# Hello From Canada



## TMarie (Jan 4, 2015)

Hello to anyone who reads this .... I am from the land of the living skies Canada, and was brought here by a friend.  I have spent most of today poking around, and appreciate the wonderful feeling from the words written here.  Words are my comfort-zone, and I thank you for allowing me to indulge.  I have written lots, but have kept only one very short story.  It has become apparent that it is time to write again and take that huge, albeit baby step in sharing, learning, and growing.

TMarie


----------



## InstituteMan (Jan 4, 2015)

Hello and welcome from someone who read your words, TMarie. I am glad your poking around led you to post. Words are wonderful things, and I look forward to you sharing yours here. Once your post count hits 10 you'll be able to share your creative work here. Dive right in, and feel free to ask if you have any questions!


----------



## aj47 (Jan 4, 2015)

Welcome!  There is a lot to see just poking around here, but some of the areas are _member's only_.

Once you've made ten posts of substance (the game-play and procrastination areas don't count) then you'll have access to these areas.  They include challenges in fiction, non-fiction, and poetry.  Also there are workshops where you can post your work while retaining first rights. This works through the magic of denying access to search engines in those specific parts of the site.

Also, you get the keys to your sig and avatar.  AND, you are permitted to post your creative work.

So, posting was the first step on the path to full-blown membership.  Keep taking those steps!


----------



## Pluralized (Jan 4, 2015)

Welcome, TMarie. Hope you like it here.


----------



## joshybo (Jan 4, 2015)

Welcome!  Glad to have you on board and I look forward to reading your work.


----------



## Gofa (Jan 4, 2015)

Wahoo. It just baby steps but they still count


----------



## Elvenswordsman (Jan 5, 2015)

Welcome to WF!

Living skies indeed, there's no shortage of things that can fall from it.

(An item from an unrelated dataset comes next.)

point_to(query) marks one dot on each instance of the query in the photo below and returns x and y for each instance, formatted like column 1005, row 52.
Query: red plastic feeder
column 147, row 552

WF is a great place to be a writer, hopefully you'll find something you like here. Keep an eye out for some of our new challenges, and don't forget that posting on others' work will help get feedback on your own.


If you're having problems giving feedback, reach out to one of us mentors, and we'll be glad to lend a hand. We're here if you need a critique, an ear for some feedback, or just a general help around the place.


Welcome, bienvenue, and enjoy WF as much as I have come to enjoy it.

Elven


----------



## thepancreas11 (Jan 5, 2015)

Oh! I've been there! I road tripped to Toronto for a hockey game once, actually. Very pretty. I can see where you might get your inspiration from. Land of the skies indeed.

Check out the newest challenge in the WF Challenges thread for something to help get you started. We often use said, as we should, to describe dialogue. This month's challenge is to see who can creatively and seamlessly use other tags where appropriate.

Turns out a lot of the good stuff in writing comes from getting involved with literature. You'll find no better place to do that than here. Take a poke around, discover things, read things, write things, especially critiques. I cannot stress enough how much critiquing will help your own writing.

Toodles!
thepancreas


----------



## Deleted member 56686 (Jan 5, 2015)

Hi TMarie. AstroAnnie beat me to the ten post count rule this time :lol:

It is actually quite easy to get to ten posts. You can do critiques. Getting involved in our many discussions is also a good way for post counts.

So get involved and welcome to the forums


----------



## escorial (Jan 5, 2015)

View attachment 7169


----------



## Blade (Jan 5, 2015)

:welcome:Welcome to the forums TMarie.

Everyone has to start somewhere and every attempt is a step forward.:encouragement: Please have a good look around the boards ask questions as need be. Good luck.


----------



## Gumby (Jan 11, 2015)

TMarie said:


> It has become apparent that it is time to write again and take that huge, albeit baby step in sharing, learning, and growing.
> 
> TMarie



Hi TMarie, this is a wonderful place to take those baby steps, we are a friendly bunch and most here truly want to help others grow as a writer. Welcome to the site.


----------



## Guy Faukes (Jan 11, 2015)

Nice to see a fellow Canadian! We are a noble and beautiful breed 

Welcome to the forum, if there's anyway we can make you feel more at home, let us know. We have a lot of nooks and talented folks here.

Glad to have you on board!


----------